P-type doping of beryllium chalcogenides grown by molecular beam epitaxy

We have grown Be-chalcogenides for the first time by molecular beam epitaxy (MBE) on GaAs substrates. The lattice constants of both BeTe and BeSe are smaller than that of GaAs, therefore Be containing compounds such as (BeMg)Te or (BeZn)Se and (BeMgZn)Se are ideal candidates to replace ZnTe or Zn(SSe) and (Zn Mg)(SSe) ternaries and quaternaries, respectively, In this contribution we present first results on the p-type doping of such layers using a modified nitrogen plasma source. The p-type dopability of BeTe as determined by van-der-Pauw measurements is comparable to that of ZnTe, free-hole concentrations of more than 1x10(20) cm(-3) have been reached.

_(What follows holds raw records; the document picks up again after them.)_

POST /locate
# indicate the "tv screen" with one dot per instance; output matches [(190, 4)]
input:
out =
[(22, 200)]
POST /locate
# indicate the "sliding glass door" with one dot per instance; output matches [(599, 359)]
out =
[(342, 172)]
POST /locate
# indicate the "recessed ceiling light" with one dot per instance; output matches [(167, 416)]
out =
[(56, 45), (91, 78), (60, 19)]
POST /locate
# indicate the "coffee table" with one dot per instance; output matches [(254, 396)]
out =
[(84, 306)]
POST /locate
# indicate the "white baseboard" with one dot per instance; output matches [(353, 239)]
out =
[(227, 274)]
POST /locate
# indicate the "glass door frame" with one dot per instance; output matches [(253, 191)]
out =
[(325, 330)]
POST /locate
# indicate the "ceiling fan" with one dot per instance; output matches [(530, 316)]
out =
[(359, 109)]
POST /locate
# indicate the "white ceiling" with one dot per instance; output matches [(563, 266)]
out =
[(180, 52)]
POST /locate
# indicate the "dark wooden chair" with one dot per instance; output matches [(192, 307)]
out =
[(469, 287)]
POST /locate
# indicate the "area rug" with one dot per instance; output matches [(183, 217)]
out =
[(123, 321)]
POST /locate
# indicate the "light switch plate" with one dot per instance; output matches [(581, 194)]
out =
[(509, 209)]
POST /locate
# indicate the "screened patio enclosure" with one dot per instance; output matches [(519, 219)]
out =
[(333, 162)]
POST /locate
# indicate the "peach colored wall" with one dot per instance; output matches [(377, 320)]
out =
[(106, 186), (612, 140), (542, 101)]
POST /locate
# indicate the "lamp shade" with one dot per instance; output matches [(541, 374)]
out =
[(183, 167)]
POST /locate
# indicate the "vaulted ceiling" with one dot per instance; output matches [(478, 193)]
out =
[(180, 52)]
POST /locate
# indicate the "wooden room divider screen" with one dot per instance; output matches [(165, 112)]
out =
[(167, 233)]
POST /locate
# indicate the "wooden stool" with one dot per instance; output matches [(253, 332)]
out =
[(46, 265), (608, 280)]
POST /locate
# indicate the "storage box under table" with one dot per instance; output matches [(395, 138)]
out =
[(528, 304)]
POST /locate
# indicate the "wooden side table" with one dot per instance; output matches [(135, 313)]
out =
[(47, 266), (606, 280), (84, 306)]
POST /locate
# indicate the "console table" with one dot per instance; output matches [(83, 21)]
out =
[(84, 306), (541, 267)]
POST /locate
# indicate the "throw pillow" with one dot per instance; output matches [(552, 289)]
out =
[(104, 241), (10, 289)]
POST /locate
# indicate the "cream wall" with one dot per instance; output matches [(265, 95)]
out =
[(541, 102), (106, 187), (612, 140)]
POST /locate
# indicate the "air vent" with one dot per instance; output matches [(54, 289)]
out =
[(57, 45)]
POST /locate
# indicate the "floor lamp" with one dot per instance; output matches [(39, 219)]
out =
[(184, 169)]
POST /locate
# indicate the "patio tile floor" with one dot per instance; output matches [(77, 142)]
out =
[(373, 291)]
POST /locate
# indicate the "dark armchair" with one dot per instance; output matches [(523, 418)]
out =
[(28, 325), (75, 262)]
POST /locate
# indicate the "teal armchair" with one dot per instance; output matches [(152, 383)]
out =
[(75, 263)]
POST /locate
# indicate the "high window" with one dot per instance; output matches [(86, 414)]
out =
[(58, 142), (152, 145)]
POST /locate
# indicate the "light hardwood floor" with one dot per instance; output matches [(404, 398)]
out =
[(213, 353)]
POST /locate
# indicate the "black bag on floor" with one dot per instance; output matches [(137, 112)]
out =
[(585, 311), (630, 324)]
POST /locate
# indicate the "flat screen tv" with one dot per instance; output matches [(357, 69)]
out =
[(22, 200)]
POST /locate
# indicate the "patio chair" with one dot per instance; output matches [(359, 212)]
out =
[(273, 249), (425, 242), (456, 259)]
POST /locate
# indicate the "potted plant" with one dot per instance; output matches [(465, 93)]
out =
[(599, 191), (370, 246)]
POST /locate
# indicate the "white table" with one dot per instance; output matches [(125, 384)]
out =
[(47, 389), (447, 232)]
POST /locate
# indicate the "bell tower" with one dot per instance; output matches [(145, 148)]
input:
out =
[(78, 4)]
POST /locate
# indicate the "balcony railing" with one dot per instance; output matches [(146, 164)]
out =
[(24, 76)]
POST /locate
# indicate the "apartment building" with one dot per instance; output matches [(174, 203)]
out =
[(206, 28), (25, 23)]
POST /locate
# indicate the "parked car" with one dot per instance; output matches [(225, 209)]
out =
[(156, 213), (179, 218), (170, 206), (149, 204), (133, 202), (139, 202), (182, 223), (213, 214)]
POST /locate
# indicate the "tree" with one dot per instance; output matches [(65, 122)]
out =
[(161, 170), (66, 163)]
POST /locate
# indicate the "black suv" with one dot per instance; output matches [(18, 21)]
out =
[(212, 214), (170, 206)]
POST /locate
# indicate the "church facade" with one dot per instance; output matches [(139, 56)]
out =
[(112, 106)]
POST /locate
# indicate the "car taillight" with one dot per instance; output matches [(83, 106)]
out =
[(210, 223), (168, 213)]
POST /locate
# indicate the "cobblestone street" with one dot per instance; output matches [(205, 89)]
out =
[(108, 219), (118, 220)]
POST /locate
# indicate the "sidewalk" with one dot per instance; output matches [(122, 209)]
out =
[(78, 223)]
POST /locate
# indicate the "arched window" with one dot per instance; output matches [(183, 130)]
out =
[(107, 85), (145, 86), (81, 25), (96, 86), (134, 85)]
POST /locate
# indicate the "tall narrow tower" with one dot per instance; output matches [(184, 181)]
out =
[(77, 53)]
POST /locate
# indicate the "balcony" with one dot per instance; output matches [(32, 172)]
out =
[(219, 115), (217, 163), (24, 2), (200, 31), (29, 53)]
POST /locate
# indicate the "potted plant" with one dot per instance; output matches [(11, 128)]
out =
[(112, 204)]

Heavily p-doped ternary (BeMg)Te or (BeMn)Te layers are obtained easily which are fully lattice-matched to GaAs. On the other hand, (BeZn)Se and (BeMgZn)Se ternaries and quaternaries seem to behave similar to their sulphur-containing counterparts, an increase of the band gap leads to a decrease of the free-hole concentration. Based on these results, we propose an alternative for the p-type doping of wide gap II-VI semiconductors. The small lattice mismatch of BeTe to GaAs allows to grow BeTe/ZnSe superlattices with excellent structural quality. We have calculated possible superlattice structures which should have an effective band gap comparable to or higher than ZnSe and at the same time are highly p-doped and almost lattice-matched to the GaAs substrate.